Lastly, we'll call Form Recognizer, telling it which image we want to analyze and what trained model to use for that. When the result comes back, we'll loop through the fields that were found and return them as a dictionary, which will later be stored in Cosmos DB.

Optional. Run the patient Static Web App locally.

Running Locally

To run the application locally, we need to set the environment variables for the Azure Function in the local.settings.json file.

  1. Create a new file (if one doesn't already exist) at src/api/local.settings.json and include the following code:

    {
    "IsEncrypted": false,
    "Values": {
    "AzureWebJobsSecretStorageType": "files",
    "FUNCTIONS_WORKER_RUNTIME": "dotnet",
    "COSMOS_DB": "REPLACE_WITH_COSMOS_DB_CONNECTION_STRING",
    "FORM_RECOGNIZER_API_KEY": "REPLACE_WITH_FORM_RECOGNIZER_API_KEY",
    "FORM_RECOGNIZER_ENDPOINT": "REPLACE_WITH_FORM_RECOGNIZER_ENDPOINT",
    "NEW_PATIENT_STORAGE": "REPLACE_WITH_STORAGE_CONNECTION_STRING",
    "FORM_RECOGNIZER_MODEL_ID": "patient-registration-model"
    },
    "Host": {
    "CORS": "*"
    }
    }

List the Azure service keys

You will need the Azure service keys to configure the patient registration app. So, from the terminal window, run the following commands to list the Azure service keys.

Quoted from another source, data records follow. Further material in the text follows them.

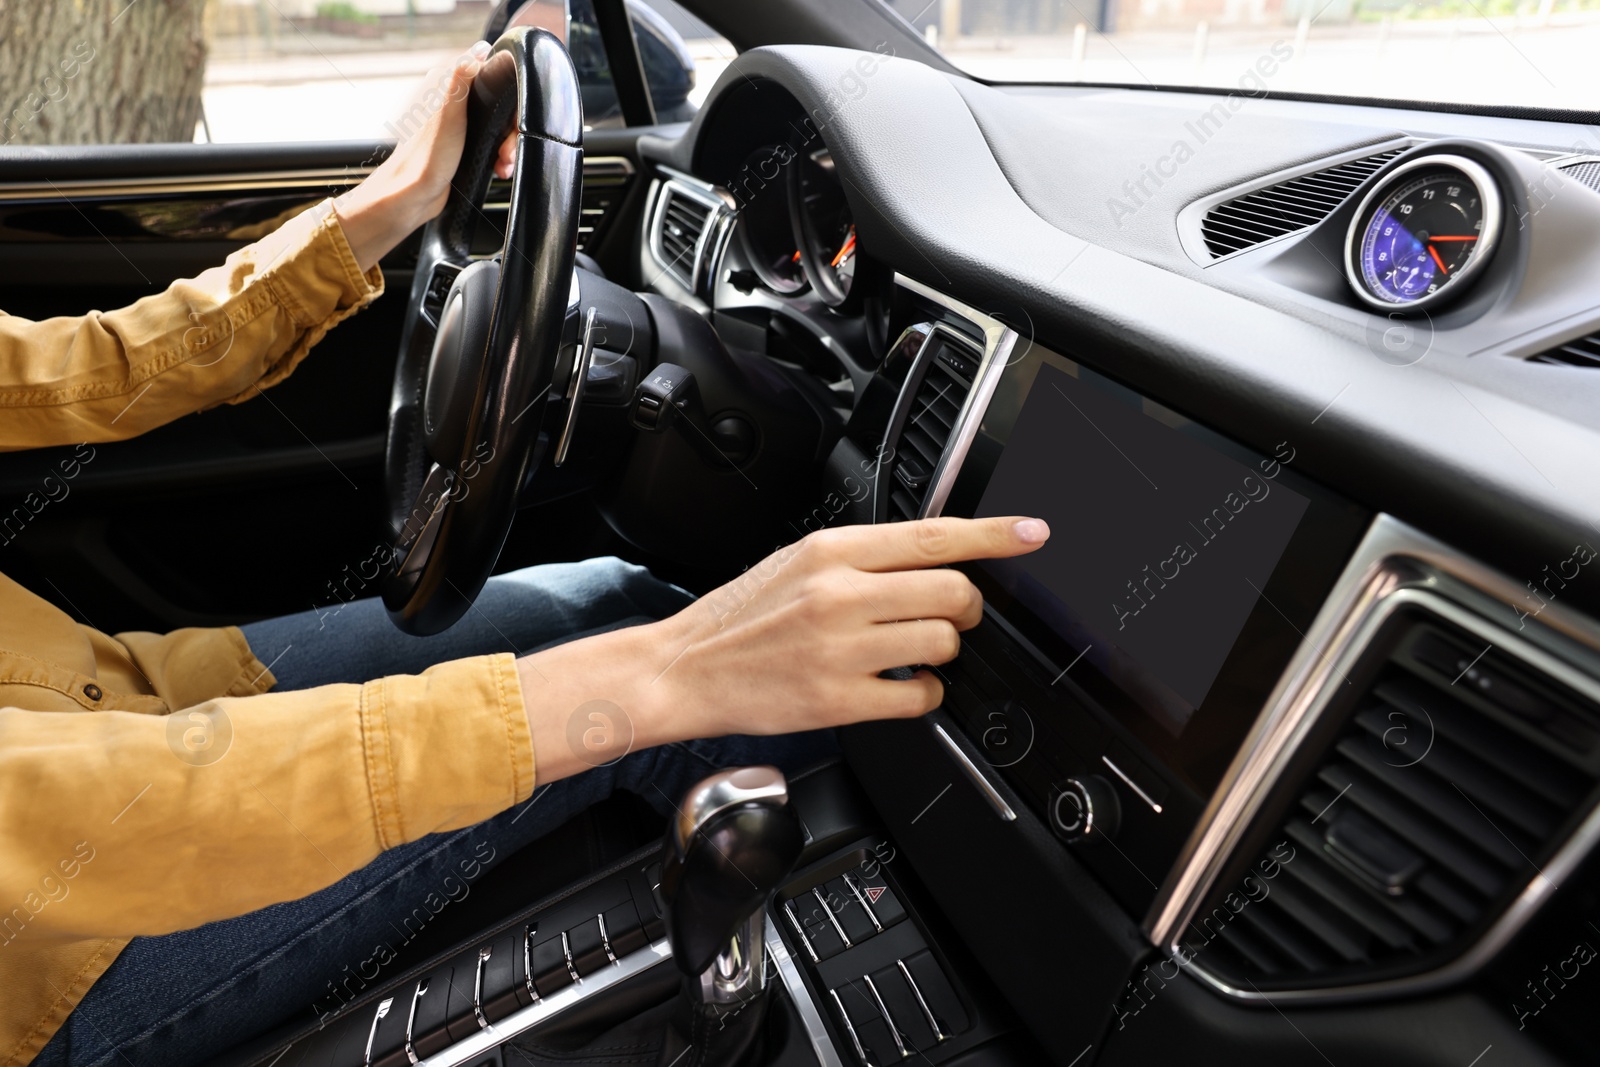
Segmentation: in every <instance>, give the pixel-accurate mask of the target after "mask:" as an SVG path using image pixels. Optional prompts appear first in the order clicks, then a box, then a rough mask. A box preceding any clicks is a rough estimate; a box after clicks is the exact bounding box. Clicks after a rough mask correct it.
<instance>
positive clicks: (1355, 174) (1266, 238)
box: [1200, 147, 1405, 259]
mask: <svg viewBox="0 0 1600 1067" xmlns="http://www.w3.org/2000/svg"><path fill="white" fill-rule="evenodd" d="M1402 152H1405V149H1403V147H1400V149H1389V150H1387V152H1379V154H1378V155H1368V157H1365V158H1358V160H1350V162H1349V163H1339V165H1338V166H1330V168H1326V170H1320V171H1315V173H1312V174H1301V176H1299V178H1293V179H1290V181H1285V182H1278V184H1277V186H1267V187H1266V189H1258V190H1256V192H1251V194H1245V195H1243V197H1237V198H1234V200H1226V202H1222V203H1219V205H1216V206H1214V208H1211V210H1210V211H1206V213H1205V219H1203V221H1202V222H1200V232H1202V234H1203V235H1205V243H1206V248H1210V250H1211V254H1213V256H1214V258H1218V259H1221V258H1222V256H1229V254H1232V253H1235V251H1240V250H1243V248H1253V246H1256V245H1259V243H1262V242H1269V240H1272V238H1274V237H1283V235H1285V234H1293V232H1294V230H1302V229H1306V227H1307V226H1315V224H1317V222H1322V221H1323V219H1325V218H1328V214H1330V213H1331V211H1333V210H1334V208H1338V206H1339V205H1341V203H1342V202H1344V198H1346V197H1349V195H1350V194H1352V192H1355V190H1357V189H1358V187H1360V184H1362V182H1365V181H1366V179H1368V178H1371V176H1373V173H1374V171H1376V170H1378V168H1379V166H1382V165H1384V163H1387V162H1389V160H1392V158H1394V157H1397V155H1400V154H1402Z"/></svg>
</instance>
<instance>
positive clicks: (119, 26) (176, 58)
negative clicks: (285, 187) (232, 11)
mask: <svg viewBox="0 0 1600 1067" xmlns="http://www.w3.org/2000/svg"><path fill="white" fill-rule="evenodd" d="M205 6H206V0H131V2H130V0H0V144H128V142H152V141H194V136H195V123H197V122H200V86H202V82H203V78H205V62H206V43H205Z"/></svg>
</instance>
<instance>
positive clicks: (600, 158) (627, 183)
mask: <svg viewBox="0 0 1600 1067" xmlns="http://www.w3.org/2000/svg"><path fill="white" fill-rule="evenodd" d="M632 178H634V165H632V163H629V162H627V160H626V158H621V157H614V158H613V157H598V158H592V160H584V194H582V203H581V208H579V210H581V211H582V218H579V219H578V251H592V250H594V248H597V246H598V243H600V240H602V238H605V234H606V229H610V224H611V216H613V214H614V213H616V208H618V205H621V203H622V195H624V194H626V192H627V184H629V181H632Z"/></svg>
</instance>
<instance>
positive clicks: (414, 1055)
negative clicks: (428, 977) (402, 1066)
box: [405, 977, 427, 1067]
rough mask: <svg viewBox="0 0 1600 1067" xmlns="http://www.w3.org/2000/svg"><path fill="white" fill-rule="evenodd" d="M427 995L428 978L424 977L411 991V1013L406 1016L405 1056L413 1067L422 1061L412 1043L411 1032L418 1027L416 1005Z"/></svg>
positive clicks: (413, 1045) (415, 1047) (406, 1058)
mask: <svg viewBox="0 0 1600 1067" xmlns="http://www.w3.org/2000/svg"><path fill="white" fill-rule="evenodd" d="M426 995H427V979H426V977H424V979H422V981H421V982H418V985H416V992H414V993H411V1013H410V1014H408V1016H406V1017H405V1057H406V1059H408V1061H411V1067H416V1064H419V1062H421V1061H419V1059H418V1057H416V1046H414V1045H413V1043H411V1032H413V1030H414V1029H416V1005H418V1001H419V1000H422V997H426Z"/></svg>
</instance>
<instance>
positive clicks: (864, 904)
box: [845, 870, 883, 934]
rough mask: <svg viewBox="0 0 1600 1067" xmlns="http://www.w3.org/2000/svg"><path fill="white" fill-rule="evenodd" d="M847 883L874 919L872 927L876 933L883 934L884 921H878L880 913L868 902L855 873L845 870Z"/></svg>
mask: <svg viewBox="0 0 1600 1067" xmlns="http://www.w3.org/2000/svg"><path fill="white" fill-rule="evenodd" d="M845 885H846V886H850V891H851V893H854V894H856V902H858V904H861V910H864V912H866V913H867V918H870V920H872V929H874V931H875V933H880V934H882V933H883V923H880V921H878V913H877V912H874V910H872V904H869V902H867V894H866V893H862V891H861V886H858V885H856V875H853V873H850V872H848V870H846V872H845Z"/></svg>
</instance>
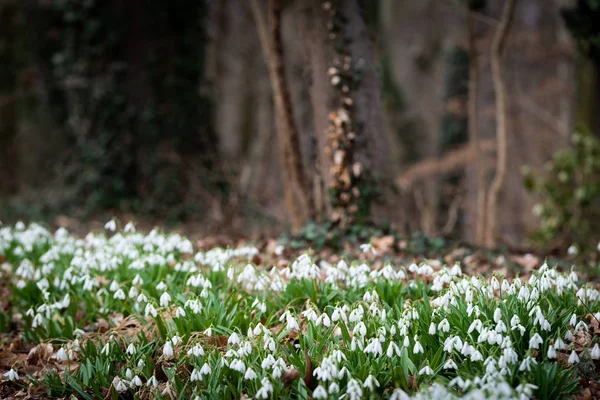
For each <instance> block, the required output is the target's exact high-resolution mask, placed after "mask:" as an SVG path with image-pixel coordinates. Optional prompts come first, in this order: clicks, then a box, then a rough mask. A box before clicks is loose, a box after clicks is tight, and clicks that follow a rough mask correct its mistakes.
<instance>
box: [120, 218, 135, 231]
mask: <svg viewBox="0 0 600 400" xmlns="http://www.w3.org/2000/svg"><path fill="white" fill-rule="evenodd" d="M123 231H124V232H125V233H133V232H135V226H133V223H131V221H129V222H128V223H127V225H125V228H123Z"/></svg>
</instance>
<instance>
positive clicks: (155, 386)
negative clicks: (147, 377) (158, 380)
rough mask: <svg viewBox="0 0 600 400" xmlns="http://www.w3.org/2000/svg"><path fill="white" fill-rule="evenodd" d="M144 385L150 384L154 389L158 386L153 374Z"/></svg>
mask: <svg viewBox="0 0 600 400" xmlns="http://www.w3.org/2000/svg"><path fill="white" fill-rule="evenodd" d="M146 386H148V387H150V386H152V387H153V388H154V389H156V388H157V387H158V380H157V379H156V376H155V375H152V376H151V377H150V379H148V382H146Z"/></svg>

  1. Run the following command to list Azure service keys.

    azd env get-values

Update the local.settings.json file

Replace the placeholders with the values from the azd env get-values command.

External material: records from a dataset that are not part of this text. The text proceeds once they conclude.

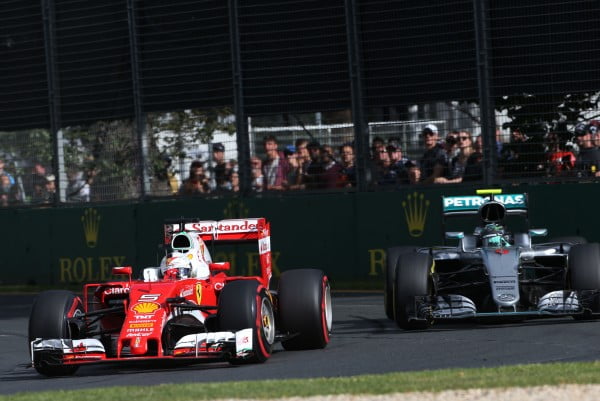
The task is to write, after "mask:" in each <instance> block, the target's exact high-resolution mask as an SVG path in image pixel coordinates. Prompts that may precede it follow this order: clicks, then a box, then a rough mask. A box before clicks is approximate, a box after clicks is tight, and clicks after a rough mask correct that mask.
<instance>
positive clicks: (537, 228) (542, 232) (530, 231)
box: [529, 228, 548, 237]
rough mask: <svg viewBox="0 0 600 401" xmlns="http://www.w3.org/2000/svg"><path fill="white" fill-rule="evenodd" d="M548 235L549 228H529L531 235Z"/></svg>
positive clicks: (536, 235) (542, 235) (537, 236)
mask: <svg viewBox="0 0 600 401" xmlns="http://www.w3.org/2000/svg"><path fill="white" fill-rule="evenodd" d="M546 235H548V229H547V228H531V229H530V230H529V236H530V237H545V236H546Z"/></svg>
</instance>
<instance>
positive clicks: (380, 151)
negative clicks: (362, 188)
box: [371, 146, 397, 187]
mask: <svg viewBox="0 0 600 401" xmlns="http://www.w3.org/2000/svg"><path fill="white" fill-rule="evenodd" d="M378 149H379V150H376V152H377V153H375V154H374V159H373V164H372V169H371V171H372V174H373V184H374V185H375V186H377V187H385V186H390V185H394V184H396V178H397V177H396V176H395V174H394V171H392V160H391V159H390V154H389V152H388V151H387V149H386V148H385V146H382V147H379V148H378Z"/></svg>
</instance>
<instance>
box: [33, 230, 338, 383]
mask: <svg viewBox="0 0 600 401" xmlns="http://www.w3.org/2000/svg"><path fill="white" fill-rule="evenodd" d="M242 242H246V243H247V242H250V243H252V242H257V243H258V248H257V249H256V248H253V249H255V250H257V251H258V254H259V262H260V267H261V273H260V276H251V277H246V276H229V275H227V274H226V272H227V271H228V270H229V269H230V262H222V261H213V260H212V258H211V254H210V252H209V249H208V246H207V245H212V246H215V245H219V244H221V245H223V244H230V245H232V244H233V245H235V246H241V245H239V244H240V243H242ZM164 248H165V255H164V257H163V258H162V261H161V263H160V266H158V267H147V268H145V269H143V271H142V274H141V277H140V279H132V268H131V267H129V266H126V267H114V268H113V270H112V272H113V274H114V275H123V276H125V278H124V280H123V281H114V282H106V283H97V284H86V285H85V286H84V288H83V294H82V296H78V295H76V294H74V293H72V292H69V291H62V290H52V291H46V292H43V293H41V294H40V295H39V296H38V297H37V298H36V300H35V302H34V304H33V307H32V311H31V315H30V319H29V345H30V353H31V358H32V364H33V366H34V367H35V369H36V370H37V371H38V372H39V373H41V374H43V375H46V376H59V375H70V374H73V373H74V372H75V371H76V370H77V368H78V367H79V366H81V365H85V364H91V363H102V362H124V361H135V360H167V359H168V360H188V361H190V360H192V361H193V360H198V361H202V360H217V361H229V362H230V363H231V364H244V363H257V362H264V361H265V360H267V359H268V358H269V356H270V355H271V351H272V348H273V346H274V344H275V343H276V342H281V344H282V346H283V348H284V349H287V350H301V349H317V348H324V347H325V346H326V345H327V343H328V342H329V339H330V332H331V324H332V310H331V296H330V287H329V281H328V279H327V276H326V275H325V274H324V273H323V272H322V271H320V270H316V269H297V270H288V271H285V272H283V273H282V274H281V276H280V278H279V282H278V286H277V289H276V290H271V289H270V288H269V283H270V280H271V275H272V271H271V270H272V269H271V245H270V226H269V223H268V222H267V221H266V220H265V219H264V218H247V219H231V220H221V221H202V220H196V219H181V220H177V221H166V222H165V224H164Z"/></svg>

Once all the environment variables have been set, you can run the application locally.

Run the application locally

  1. Open the Run and Debug view from the VS Code sidebar, or select Ctrl+Shift+D or Cmd+Shift+D on macOS.

    The image shows how to launch the Run and Debug view

  2. From the drop down, select launch: all, then select the Start Debugging button.

    The image shows how to select launch all

    info

    Depending on how fast your computer is, it may take up to 30 seconds for the Static Web App to start.

  3. Once all the debuggers have started, navigate to http://localhost:4280 in your web browser.

Test the Application

  1. Drag and drop one of the training images from the contoso_new_patient_assets/training_labeled/<language> folder into the drop zone. Be sure to use an image from the folder that matches the language you used to train the Form Recognizer model.

  2. Next, select Upload.

  3. Once the image has been uploaded, and after a few seconds, you'll see the fields that were extracted from the form.

  4. Select Save to save the data to Patient Registration Cosmos DB.

Deploy to Azure

Deploy the app to Azure Static Web Apps with the Azure Developer CLI.

  1. From VS Code, select Ctrl+Shift+` to open a new terminal.

  2. From the terminal, run the following command to start the function app. This command takes about one minute to deploy the updated function to Azure.

    azd deploy

Open the patient registration app in your browser

  1. From your browser, open the patient registration app at the Web Service URL displayed in the deployment logs.

  2. Save the patient registration app URL for use in the next section.